A. Our evaluation framework for external investment managers features both qualitative and quantitative factors, which include the well-known components of manager assessment including organisational, talent, philosophy, sustainability, investment process and portfolio construction / risk management amongst other key elements.
Over recent years and in response to market shifts and the rise of passive and alternative strategies, we’ve deepened our lens on understanding the true sources of alpha as part of investment decision making (across several different parameters and through time) and aspire to be clearer on an investment manger’s value proposition. Our collaboration and utilisation of behavioural analytics provider Cabot/FactSet over many years now have enabled us to add deeper insight to the mosaic of equities manager evaluation.
In an increasingly disruptive, AI enabled world we have become more acutely aware of how much investment capabilities prioritise continuous improvement, including the ability to create more time for focused work. While we believe markets are inherently cyclical in nature, we believe there is an evolving premium attached to managers who can be thoughtful enough to understand how their business and investment approach may be sensitive to changes in market dynamics.
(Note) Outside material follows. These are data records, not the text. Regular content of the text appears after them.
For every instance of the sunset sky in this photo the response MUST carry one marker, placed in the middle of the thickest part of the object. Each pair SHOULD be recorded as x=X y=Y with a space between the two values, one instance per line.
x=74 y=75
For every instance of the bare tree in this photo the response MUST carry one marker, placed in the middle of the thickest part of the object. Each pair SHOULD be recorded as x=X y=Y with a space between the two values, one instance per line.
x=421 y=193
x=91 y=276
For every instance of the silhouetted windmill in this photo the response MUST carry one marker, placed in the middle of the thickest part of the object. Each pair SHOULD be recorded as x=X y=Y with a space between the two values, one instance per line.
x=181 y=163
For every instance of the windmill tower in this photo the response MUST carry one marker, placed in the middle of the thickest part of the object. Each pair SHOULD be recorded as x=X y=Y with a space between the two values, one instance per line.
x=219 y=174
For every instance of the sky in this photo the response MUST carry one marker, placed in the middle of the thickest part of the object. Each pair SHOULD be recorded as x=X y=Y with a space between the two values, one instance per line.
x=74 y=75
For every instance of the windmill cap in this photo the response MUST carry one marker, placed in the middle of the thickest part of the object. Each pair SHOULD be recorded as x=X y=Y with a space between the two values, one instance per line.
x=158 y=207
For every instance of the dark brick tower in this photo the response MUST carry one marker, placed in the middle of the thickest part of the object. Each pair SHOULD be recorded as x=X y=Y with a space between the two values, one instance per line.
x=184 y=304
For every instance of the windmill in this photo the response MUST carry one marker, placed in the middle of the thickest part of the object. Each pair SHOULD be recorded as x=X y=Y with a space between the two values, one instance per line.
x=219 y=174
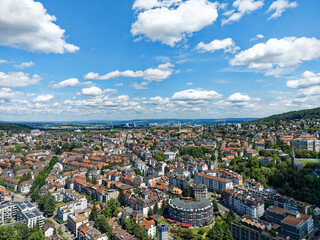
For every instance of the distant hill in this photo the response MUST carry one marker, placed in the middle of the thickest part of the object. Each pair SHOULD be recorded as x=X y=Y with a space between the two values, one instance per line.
x=15 y=127
x=294 y=115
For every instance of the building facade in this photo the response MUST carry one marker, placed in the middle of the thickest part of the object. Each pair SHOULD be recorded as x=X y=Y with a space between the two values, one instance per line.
x=193 y=213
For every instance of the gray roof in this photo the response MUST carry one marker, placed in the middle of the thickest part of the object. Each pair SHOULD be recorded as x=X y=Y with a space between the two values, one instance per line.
x=203 y=203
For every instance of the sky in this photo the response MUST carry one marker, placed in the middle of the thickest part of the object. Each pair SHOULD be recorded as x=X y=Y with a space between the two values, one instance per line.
x=80 y=60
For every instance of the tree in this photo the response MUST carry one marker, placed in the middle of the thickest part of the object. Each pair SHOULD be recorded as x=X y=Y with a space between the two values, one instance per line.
x=215 y=206
x=37 y=235
x=94 y=213
x=187 y=191
x=102 y=225
x=50 y=204
x=156 y=208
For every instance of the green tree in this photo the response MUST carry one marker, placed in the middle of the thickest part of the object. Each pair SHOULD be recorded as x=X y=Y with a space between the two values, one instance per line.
x=102 y=225
x=94 y=213
x=50 y=204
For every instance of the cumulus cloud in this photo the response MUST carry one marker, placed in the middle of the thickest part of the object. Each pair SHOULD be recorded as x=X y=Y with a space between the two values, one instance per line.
x=18 y=79
x=96 y=91
x=307 y=79
x=279 y=6
x=241 y=7
x=43 y=98
x=278 y=56
x=25 y=24
x=7 y=93
x=171 y=21
x=24 y=65
x=259 y=36
x=71 y=82
x=161 y=72
x=195 y=95
x=227 y=45
x=238 y=97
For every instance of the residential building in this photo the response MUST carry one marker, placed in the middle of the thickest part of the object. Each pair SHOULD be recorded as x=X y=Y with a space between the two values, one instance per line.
x=213 y=183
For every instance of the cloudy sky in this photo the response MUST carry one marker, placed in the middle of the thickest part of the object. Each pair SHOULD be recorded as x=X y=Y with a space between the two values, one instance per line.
x=128 y=59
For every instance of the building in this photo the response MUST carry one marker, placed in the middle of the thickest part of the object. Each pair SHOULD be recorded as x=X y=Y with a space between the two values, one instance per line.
x=48 y=229
x=306 y=142
x=293 y=224
x=199 y=191
x=120 y=234
x=251 y=228
x=150 y=227
x=75 y=220
x=11 y=183
x=213 y=183
x=163 y=231
x=169 y=155
x=191 y=213
x=4 y=195
x=244 y=204
x=74 y=202
x=21 y=211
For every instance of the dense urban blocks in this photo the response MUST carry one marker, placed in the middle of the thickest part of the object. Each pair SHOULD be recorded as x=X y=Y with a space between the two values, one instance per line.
x=190 y=212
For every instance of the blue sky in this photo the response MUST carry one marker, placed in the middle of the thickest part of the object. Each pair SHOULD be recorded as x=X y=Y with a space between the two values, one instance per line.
x=120 y=59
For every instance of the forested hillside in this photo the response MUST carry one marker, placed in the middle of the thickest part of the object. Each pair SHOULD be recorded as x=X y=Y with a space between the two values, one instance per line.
x=294 y=115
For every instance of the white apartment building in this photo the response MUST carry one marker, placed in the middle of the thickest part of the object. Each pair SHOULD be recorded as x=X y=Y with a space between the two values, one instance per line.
x=213 y=183
x=74 y=202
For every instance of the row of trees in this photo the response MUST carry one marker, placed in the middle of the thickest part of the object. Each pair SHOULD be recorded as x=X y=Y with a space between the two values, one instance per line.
x=41 y=178
x=20 y=231
x=100 y=222
x=47 y=203
x=135 y=229
x=297 y=184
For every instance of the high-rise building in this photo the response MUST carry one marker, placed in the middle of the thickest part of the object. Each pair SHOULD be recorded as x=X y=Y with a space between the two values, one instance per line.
x=163 y=231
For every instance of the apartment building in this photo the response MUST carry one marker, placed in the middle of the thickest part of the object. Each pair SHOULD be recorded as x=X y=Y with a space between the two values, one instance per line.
x=293 y=224
x=74 y=202
x=306 y=142
x=21 y=210
x=213 y=183
x=251 y=228
x=244 y=204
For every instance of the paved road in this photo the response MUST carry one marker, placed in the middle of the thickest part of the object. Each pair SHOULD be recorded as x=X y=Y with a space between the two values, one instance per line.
x=63 y=228
x=17 y=196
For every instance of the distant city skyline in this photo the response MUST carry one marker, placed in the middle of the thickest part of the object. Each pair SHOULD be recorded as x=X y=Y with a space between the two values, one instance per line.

While we are not advocating managers shift respective investment approaches, we are encouraging investment managers to better articulate the value they provide. This is something that we are continually reflecting upon ourselves.
Q. Where are you seeing opportunities for growth across JANA’s various client segments, particularly in light of the continued consolidation in the superannuation sector?
A. It’s an exciting time at JANA, we see growth potential across all JANA’s client segments. These include Superannuation, Not-For-Profit, Insurance, New Zealand, Wealth as well as receiving inbound enquiries from overseas.
Acknowledging that the superannuation sector continues to consolidate, we have seen the nature and delivery of the advice we are providing changing as a function of this, forcing us to adapt with both investment specialisation and breadth, which presents both challenges and opportunities.
While this requires an agile workforce with both differentiated thinking and ability, it has required us to double down on process and decision-making improvement. As a 100% employee-owned investment consulting firm, we have been well placed and incentivised to continuously improve, develop ourselves and adapt to what clients want, which may be a shift from the traditional retainer-based assignments to governance and project-based engagements.
We’re adapting by finding ways to both scale research and insights but also ensuring high quality and customisation. At the end of the day, our focus is on deepening relationships with our client partners and delivering tailored advice that resonates in a more competitive and fragmented market. This approach positions us to support clients through change, while driving sustainable growth.
Matthew Gadsden, Head of Research Execution, Principal Consultant, JANA Investment Advisers
Matthew (Matt) Gadsden is a Principal Consultant and JANA’s Head of Research Execution. Matt is responsible for leveraging JANA’s research expertise to drive value creation through the evolution of investment advice and thought leadership, elevating client performance outcomes across JANA’s diverse client base.
Matt has previously led JANA’s Global Equities Research Team, served as the Chair of JANA’s Implemented Consulting (Platform) Investment Committee, is a member of JANA’s Capital Markets Committee and actively consults to a range of Super and non-Super Advisory and Implemented Consulting clients.
Prior to joining JANA in January 2012, Matt worked at Plum Financial Services as a Pricing and Strategy Analyst providing pricing analysis and strategic direction to the Plum Leadership Team. Matt holds a Bachelor of Business (Economics & Finance) from RMIT University and a Master of Applied Finance from Macquarie University.